Trade unions have reacted with despondency to yesterday’s SIC budget-setting meeting, decrying councillors’ debate as “chaotic”, “awful” and “disastrous” for the community.

After an eight and a half hour meeting, councillors agreed to cut their revenue budget by around £16 million in 2012/13 and commissioned a succession of reviews into education, social care and other services aimed at securing huge further savings by 2014.

It is not clear yet what the cuts will mean in terms of job losses, but Unison branch chairman Brian Smith said it was “highly serious” for Shetland that councillors had not discussed the SIC’s policy of avoiding compulsory redundancies yesterday. After the meeting council chief executive Alistair Buchan said enforced lay-offs of staff remained an “absolute last resort”.
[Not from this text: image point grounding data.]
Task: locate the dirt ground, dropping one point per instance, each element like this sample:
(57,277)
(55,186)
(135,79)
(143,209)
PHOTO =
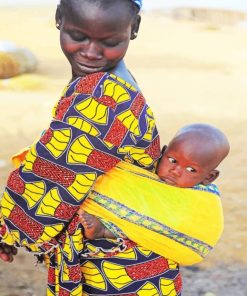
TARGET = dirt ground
(189,72)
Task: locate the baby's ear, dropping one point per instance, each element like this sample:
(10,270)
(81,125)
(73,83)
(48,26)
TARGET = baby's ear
(163,149)
(210,177)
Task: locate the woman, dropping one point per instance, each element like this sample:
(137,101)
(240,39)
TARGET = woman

Mr Smith said: “It seems to me that the community is not happy with what the present outgoing council has done, and that’s a serious situation in a place like Shetland. The status of these alleged reviews is a bit of a mystery to everybody. How they’re going to be carried out, by whom and what the criteria is going to be will presumably affect the question of how many jobs are in danger.”

Unison and the GMB have consistently called for cutbacks to be made in a more careful and measured fashion. Mr Smith believes yesterday’s meeting, characterised by members “leaping” from one subject to the next, was “so badly run, and so unclear about the outcomes, that it really will have to be done all over again in the forthcoming months”.
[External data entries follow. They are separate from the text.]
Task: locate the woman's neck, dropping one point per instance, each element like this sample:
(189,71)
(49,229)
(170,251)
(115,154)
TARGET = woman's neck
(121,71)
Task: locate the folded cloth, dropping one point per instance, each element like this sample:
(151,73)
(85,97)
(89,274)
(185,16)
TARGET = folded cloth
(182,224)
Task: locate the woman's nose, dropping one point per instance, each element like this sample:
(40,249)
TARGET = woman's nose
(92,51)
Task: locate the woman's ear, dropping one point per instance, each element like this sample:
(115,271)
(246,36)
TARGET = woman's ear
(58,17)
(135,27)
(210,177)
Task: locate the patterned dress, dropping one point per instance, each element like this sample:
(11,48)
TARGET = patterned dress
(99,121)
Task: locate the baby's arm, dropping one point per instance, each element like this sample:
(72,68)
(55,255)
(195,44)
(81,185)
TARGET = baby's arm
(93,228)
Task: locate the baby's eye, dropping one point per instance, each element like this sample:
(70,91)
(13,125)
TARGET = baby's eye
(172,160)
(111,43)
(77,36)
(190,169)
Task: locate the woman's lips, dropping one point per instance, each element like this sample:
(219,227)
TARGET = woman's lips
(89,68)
Mr Smith gave the proposed closure of Freefield’s lunch club for elderly folk as an example of something which will save little money, but which councillors have inexplicably “got their teeth into in a big way”.

He said there was a total lack of political direction and the consequences of the cuts appeared to be playing second fiddle to “finding the magic figure that [outgoing head of finance] Hazel Sutherland had thought up in September last year”.
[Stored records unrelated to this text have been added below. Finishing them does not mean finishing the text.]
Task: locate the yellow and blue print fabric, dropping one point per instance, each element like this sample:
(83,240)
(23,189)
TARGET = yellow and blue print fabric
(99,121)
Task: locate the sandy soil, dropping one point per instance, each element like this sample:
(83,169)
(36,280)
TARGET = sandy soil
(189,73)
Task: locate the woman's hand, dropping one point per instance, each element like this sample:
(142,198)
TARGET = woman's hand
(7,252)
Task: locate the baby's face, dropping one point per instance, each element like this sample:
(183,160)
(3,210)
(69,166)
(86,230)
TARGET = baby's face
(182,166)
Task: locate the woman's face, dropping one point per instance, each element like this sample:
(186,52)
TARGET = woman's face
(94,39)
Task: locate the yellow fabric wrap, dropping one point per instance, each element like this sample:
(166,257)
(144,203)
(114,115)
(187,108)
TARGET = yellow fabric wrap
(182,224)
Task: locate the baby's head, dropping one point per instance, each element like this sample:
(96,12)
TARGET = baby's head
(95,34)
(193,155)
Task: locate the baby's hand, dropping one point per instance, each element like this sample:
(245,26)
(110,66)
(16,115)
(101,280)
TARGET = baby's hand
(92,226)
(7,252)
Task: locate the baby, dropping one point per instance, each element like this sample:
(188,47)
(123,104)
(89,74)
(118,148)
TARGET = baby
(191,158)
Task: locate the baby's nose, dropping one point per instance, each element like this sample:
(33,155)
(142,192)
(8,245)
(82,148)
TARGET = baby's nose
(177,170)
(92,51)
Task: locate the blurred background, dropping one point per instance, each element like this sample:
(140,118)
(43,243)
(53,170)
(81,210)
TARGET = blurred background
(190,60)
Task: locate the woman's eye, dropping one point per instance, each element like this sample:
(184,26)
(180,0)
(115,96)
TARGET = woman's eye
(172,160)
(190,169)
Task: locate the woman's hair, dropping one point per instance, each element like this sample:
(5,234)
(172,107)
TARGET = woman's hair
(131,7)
“There’s plenty of scope for discussing all these things, but you have to discuss it calmly, with certain principles in the back of your mind,” he said. “You have to do it over a long period – at the last minute, on the basis of fag-packet calculations by officials who have not been instructed properly by councillors, is the very worst way to do it.”

GMB representative Robert Williamson said the relentless drive for cuts was “totally disjointed” and called for a rethink of the “piecemeal” way of sending directors out to find 10 per cent savings across the board “without a clear view of where Shetland’s future lies”.

His fear is that total cuts of £33 million in the next two years or so could cause anything from 600 to 1,000 job losses, with potentially dire social consequences.

“How much is that going to cost between state benefits and the downward spiral from folk being out of work – more alcohol abuse, more drug abuse, domestic violence … it’s not something we’ve experienced here to any great degree. How much is that going to cost us?” he asked.

Mr Williamson said a clearer overarching strategy was essential because services such as education, ferries, roads and transport in outlying communities are so closely interconnected. “There’s no long-term thinking being done,” he said. “It’s rabbits in the headlights.”

He believes SIC politicians should be presenting themselves to both Holyrood and Westminster to negotiate what Shetland’s future might be should Scotland become independent. Because the islands are a “disproportionate contributor to national budgets”, he thinks “significantly more” funding than the present £91 million block grant could be wrung out of London or Edinburgh “by either of them wanting to keep us on board”.

He added: “That’s the case that our leaders should be negotiating, and we maybe wouldn’t be in a situation of having to make these phenomenal cuts.”